Once at Harvard (her entry essay is, if nothing else, unique, since it involves cheerleaders), she initially gets kicked out of class by Professor Callahan (David Adkins), but a recent graduate and teaching assistant, Emmet (Colby Lewis), takes her under his wing. She buckles down to work and soon lands an internship in Callahan’s firm, which is handling the murder trial of fitness queen Brooke Wyndham (Khetanya Henderson), accused of murdering her husband. Given moral support by Paulette (Nicole Lewis), a hairdresser, Elle helps win the case, finds self-esteem in her “pink” approach to life and ends up valedictorian of her graduating class.

Hokum? Of course it is, but if you want angst and intensity go find where “The Three-Penny Opera” is currently playing and enjoy. If you opt for CRT and are seeking intensity and angst you’ve obviously come to the wrong restaurant, ah, theater…don’t blame the theater. CRT’s production doesn’t shy away from the fact that “Legally Blonde” is, basically, eye and ear candy. In fact, the lighting design by Sean Nicholl, the sets by Matthew Iacozza and the projections created by Iacozza and Erika Johnson, emphasize the fact -- they’re glitzy, stylish, often somewhat over-the-top, but that’s the gestalt of the musical.

As Elle, Hammond is perkiness personified. She’s bouncy, bright and owns the stage whenever she dances or strides across it…and it doesn’t hurt that pink becomes her. Her fine performance is matched by Lewis’s, who milks the role of Paulette for all of it’s comedic worth. There’s a lot of fine work done by the actors in supporting roles, many of them students at UCONN. Proving the point that there are no small roles for the dedicated actor, Saul Alvarez as Nikos and Chester Allan Martin as Carlos do some nice work in the trial scene near the end of the second act. They’re not on for long, but you remember them, as you will the two dogs created by Carianne Hoff -- they’re puppets!

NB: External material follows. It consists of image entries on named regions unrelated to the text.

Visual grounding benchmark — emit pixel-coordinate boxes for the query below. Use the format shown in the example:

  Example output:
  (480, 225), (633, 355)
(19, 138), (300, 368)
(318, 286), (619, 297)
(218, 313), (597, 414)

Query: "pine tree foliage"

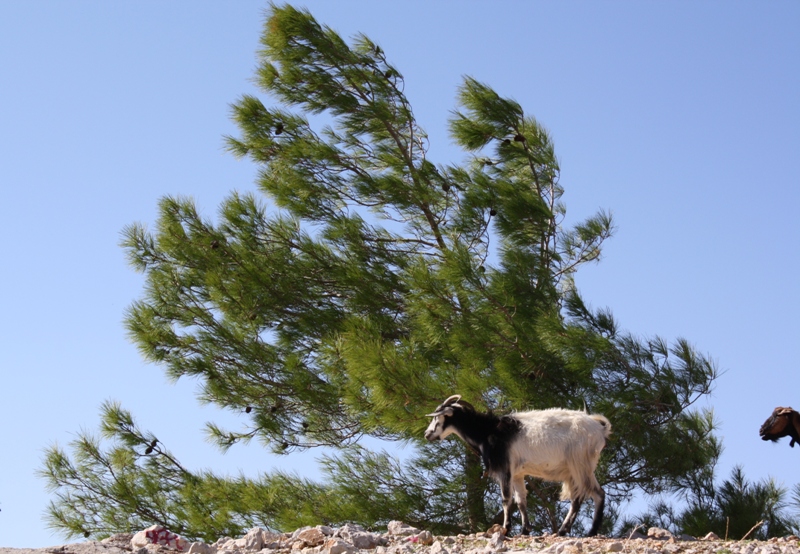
(623, 466), (800, 540)
(46, 6), (720, 536)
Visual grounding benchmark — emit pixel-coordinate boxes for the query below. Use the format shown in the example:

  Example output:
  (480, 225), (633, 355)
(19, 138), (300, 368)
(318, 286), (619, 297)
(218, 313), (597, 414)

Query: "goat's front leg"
(558, 498), (581, 536)
(500, 473), (514, 536)
(511, 475), (531, 535)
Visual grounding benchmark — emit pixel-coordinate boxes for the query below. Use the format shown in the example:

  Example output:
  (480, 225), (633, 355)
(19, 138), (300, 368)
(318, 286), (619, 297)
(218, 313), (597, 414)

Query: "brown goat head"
(758, 406), (800, 448)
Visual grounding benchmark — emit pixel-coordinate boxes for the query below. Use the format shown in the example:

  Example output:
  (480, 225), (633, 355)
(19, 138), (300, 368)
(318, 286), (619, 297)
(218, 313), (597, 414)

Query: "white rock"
(297, 528), (326, 546)
(486, 531), (507, 552)
(131, 525), (189, 551)
(647, 527), (672, 540)
(189, 542), (217, 554)
(322, 539), (355, 554)
(387, 521), (420, 537)
(416, 531), (433, 546)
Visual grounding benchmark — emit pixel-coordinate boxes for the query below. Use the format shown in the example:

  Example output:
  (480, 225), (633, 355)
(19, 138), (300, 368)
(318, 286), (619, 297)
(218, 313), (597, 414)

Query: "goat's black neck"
(449, 410), (521, 473)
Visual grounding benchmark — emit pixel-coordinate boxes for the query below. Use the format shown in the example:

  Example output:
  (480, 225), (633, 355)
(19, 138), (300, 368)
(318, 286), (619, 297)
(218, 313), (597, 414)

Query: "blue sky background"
(0, 0), (800, 547)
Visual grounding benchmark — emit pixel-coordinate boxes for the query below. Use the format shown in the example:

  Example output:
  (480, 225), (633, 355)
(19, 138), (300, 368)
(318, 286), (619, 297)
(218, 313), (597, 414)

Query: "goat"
(425, 395), (611, 536)
(758, 406), (800, 448)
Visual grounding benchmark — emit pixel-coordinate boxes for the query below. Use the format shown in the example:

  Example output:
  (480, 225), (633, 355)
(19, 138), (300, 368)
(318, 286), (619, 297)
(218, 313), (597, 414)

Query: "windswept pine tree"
(42, 6), (720, 540)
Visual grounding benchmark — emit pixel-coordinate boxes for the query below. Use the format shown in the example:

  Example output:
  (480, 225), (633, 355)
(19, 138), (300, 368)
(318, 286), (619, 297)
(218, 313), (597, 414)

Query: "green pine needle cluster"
(43, 6), (736, 540)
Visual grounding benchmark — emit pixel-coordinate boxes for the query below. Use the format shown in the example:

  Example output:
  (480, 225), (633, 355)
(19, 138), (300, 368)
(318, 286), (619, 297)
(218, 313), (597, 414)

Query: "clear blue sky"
(0, 0), (800, 547)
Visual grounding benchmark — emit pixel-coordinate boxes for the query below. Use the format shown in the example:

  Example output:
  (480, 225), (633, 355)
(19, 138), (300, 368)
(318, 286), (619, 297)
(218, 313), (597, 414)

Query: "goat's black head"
(425, 394), (475, 441)
(758, 406), (800, 446)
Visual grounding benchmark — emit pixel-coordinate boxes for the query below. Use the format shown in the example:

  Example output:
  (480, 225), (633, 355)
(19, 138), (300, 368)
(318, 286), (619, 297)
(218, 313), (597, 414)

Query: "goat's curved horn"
(458, 400), (475, 412)
(442, 394), (461, 408)
(425, 394), (461, 417)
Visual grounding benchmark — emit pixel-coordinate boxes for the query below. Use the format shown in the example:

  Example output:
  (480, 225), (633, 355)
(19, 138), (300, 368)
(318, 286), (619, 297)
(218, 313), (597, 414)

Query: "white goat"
(425, 395), (611, 536)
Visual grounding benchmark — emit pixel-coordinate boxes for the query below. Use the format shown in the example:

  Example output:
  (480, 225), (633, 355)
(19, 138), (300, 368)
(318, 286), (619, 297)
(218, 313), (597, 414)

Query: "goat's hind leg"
(588, 484), (606, 537)
(511, 475), (531, 535)
(500, 473), (514, 535)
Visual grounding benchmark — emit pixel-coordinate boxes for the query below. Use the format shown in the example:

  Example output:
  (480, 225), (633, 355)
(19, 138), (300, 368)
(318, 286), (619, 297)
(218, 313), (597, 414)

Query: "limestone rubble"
(0, 521), (800, 554)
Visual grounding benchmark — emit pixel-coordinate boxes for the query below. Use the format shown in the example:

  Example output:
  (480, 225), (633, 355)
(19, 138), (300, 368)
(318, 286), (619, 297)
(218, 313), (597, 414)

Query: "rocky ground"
(0, 521), (800, 554)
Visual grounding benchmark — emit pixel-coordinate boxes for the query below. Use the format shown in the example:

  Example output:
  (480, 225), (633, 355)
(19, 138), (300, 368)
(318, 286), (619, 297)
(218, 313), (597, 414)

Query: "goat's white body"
(509, 408), (611, 500)
(425, 395), (611, 535)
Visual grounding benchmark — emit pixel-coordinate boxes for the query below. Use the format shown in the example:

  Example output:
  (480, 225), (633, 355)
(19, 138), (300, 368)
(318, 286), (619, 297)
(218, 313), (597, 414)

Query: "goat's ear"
(425, 406), (453, 417)
(454, 400), (475, 412)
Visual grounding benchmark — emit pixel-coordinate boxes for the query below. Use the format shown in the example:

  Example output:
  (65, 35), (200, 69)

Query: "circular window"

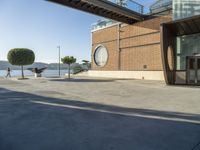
(94, 45), (108, 66)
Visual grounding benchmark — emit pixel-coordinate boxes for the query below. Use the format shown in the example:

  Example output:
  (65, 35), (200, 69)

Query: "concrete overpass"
(47, 0), (145, 24)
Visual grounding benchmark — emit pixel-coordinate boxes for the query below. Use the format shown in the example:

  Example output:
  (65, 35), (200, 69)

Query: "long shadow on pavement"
(0, 88), (200, 150)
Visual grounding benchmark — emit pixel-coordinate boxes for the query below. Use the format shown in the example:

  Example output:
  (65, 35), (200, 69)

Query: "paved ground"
(0, 78), (200, 150)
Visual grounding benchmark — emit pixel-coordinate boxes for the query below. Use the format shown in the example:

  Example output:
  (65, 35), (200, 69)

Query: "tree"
(7, 48), (35, 79)
(61, 56), (76, 79)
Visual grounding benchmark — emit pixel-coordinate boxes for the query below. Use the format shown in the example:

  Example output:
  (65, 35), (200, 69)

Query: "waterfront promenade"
(0, 77), (200, 150)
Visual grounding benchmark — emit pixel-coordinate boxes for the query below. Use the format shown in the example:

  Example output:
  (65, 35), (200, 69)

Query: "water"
(0, 70), (68, 77)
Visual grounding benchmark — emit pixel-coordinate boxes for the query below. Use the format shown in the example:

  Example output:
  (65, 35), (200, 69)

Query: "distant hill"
(0, 61), (83, 70)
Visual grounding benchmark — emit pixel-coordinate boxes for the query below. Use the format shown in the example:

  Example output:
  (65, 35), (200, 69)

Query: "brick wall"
(92, 16), (171, 71)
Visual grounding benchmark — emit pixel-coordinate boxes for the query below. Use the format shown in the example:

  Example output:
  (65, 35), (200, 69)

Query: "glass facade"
(176, 33), (200, 70)
(94, 45), (108, 67)
(173, 0), (200, 20)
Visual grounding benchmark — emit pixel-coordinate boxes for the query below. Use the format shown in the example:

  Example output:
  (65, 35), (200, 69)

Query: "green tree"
(82, 60), (91, 70)
(61, 56), (76, 79)
(7, 48), (35, 79)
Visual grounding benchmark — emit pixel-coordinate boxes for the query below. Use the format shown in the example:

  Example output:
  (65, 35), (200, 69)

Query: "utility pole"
(57, 46), (60, 77)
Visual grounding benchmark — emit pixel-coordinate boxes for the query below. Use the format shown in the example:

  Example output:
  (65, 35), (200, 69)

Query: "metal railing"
(150, 0), (172, 13)
(106, 0), (144, 14)
(92, 19), (117, 31)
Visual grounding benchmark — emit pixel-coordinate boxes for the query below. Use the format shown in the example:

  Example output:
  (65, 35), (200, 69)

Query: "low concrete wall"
(79, 70), (164, 81)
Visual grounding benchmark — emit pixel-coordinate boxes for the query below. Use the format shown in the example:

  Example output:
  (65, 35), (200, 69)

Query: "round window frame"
(93, 44), (109, 67)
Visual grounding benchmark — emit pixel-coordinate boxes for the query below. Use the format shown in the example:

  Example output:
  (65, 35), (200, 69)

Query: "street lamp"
(57, 46), (60, 77)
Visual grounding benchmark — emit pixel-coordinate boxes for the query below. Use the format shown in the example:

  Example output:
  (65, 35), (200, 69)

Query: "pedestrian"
(6, 67), (11, 78)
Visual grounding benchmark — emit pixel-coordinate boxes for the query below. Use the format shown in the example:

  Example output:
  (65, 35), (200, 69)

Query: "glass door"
(186, 56), (200, 85)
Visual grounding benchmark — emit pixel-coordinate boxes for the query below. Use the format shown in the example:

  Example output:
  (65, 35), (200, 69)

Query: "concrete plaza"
(0, 77), (200, 150)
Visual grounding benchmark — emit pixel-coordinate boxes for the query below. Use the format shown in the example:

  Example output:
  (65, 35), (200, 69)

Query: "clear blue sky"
(0, 0), (155, 63)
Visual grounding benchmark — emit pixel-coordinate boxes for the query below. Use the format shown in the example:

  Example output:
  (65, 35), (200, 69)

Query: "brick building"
(49, 0), (200, 85)
(90, 15), (172, 80)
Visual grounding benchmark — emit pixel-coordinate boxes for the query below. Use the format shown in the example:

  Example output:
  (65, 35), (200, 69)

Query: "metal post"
(57, 46), (60, 77)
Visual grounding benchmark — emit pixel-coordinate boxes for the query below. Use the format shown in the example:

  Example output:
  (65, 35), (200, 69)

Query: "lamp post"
(57, 46), (60, 77)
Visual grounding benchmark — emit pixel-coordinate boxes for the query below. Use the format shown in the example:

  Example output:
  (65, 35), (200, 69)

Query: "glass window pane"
(94, 46), (108, 66)
(176, 34), (200, 70)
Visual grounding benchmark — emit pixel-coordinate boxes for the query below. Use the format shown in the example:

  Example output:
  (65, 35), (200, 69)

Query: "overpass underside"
(47, 0), (145, 24)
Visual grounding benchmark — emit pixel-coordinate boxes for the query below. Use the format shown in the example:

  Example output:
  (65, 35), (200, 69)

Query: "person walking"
(6, 67), (11, 78)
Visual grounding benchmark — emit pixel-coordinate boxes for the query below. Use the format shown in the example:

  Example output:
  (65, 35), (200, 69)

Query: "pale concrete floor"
(0, 77), (200, 150)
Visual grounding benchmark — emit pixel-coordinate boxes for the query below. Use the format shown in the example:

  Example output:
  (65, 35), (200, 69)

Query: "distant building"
(49, 0), (200, 85)
(89, 0), (200, 84)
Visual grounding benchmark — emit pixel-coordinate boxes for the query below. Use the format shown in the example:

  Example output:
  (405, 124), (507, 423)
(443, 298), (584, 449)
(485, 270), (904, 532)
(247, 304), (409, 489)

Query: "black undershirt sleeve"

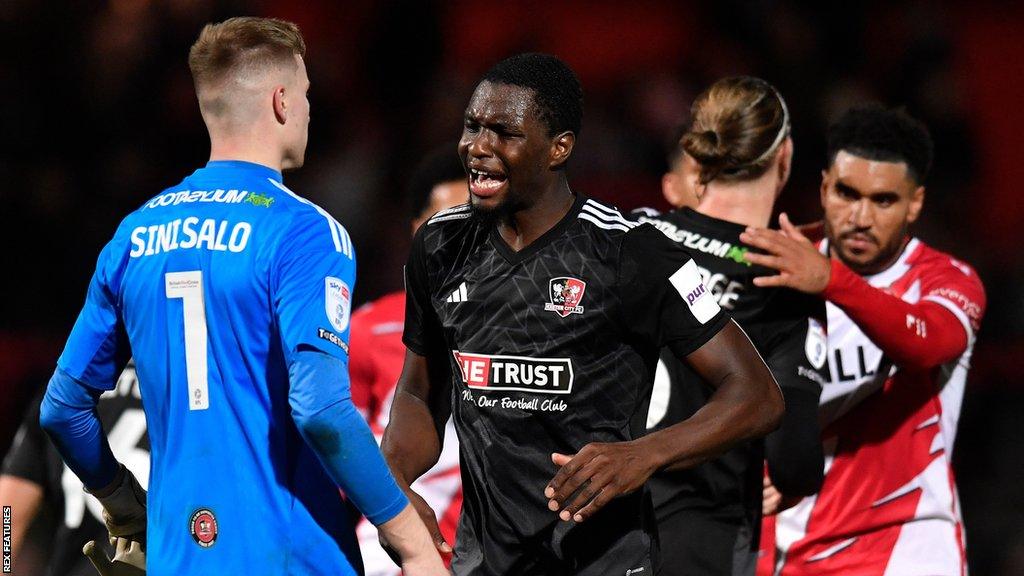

As spring finally sets in, I can’t think of a better way to lighten spirits dampened and chilled by winter than an evening at CRT watching “Legally Blonde.” No, there are no heavy messages or lessons to be learned (contrary to director Gerry McIntyre’s suggestion in the program notes), just a lot of light-hearted fun that is announced by the show’s opening number: “Omigod You Guys.” Just be careful. When you leave the theater you may experience an uncontrollable urge to go out and shop.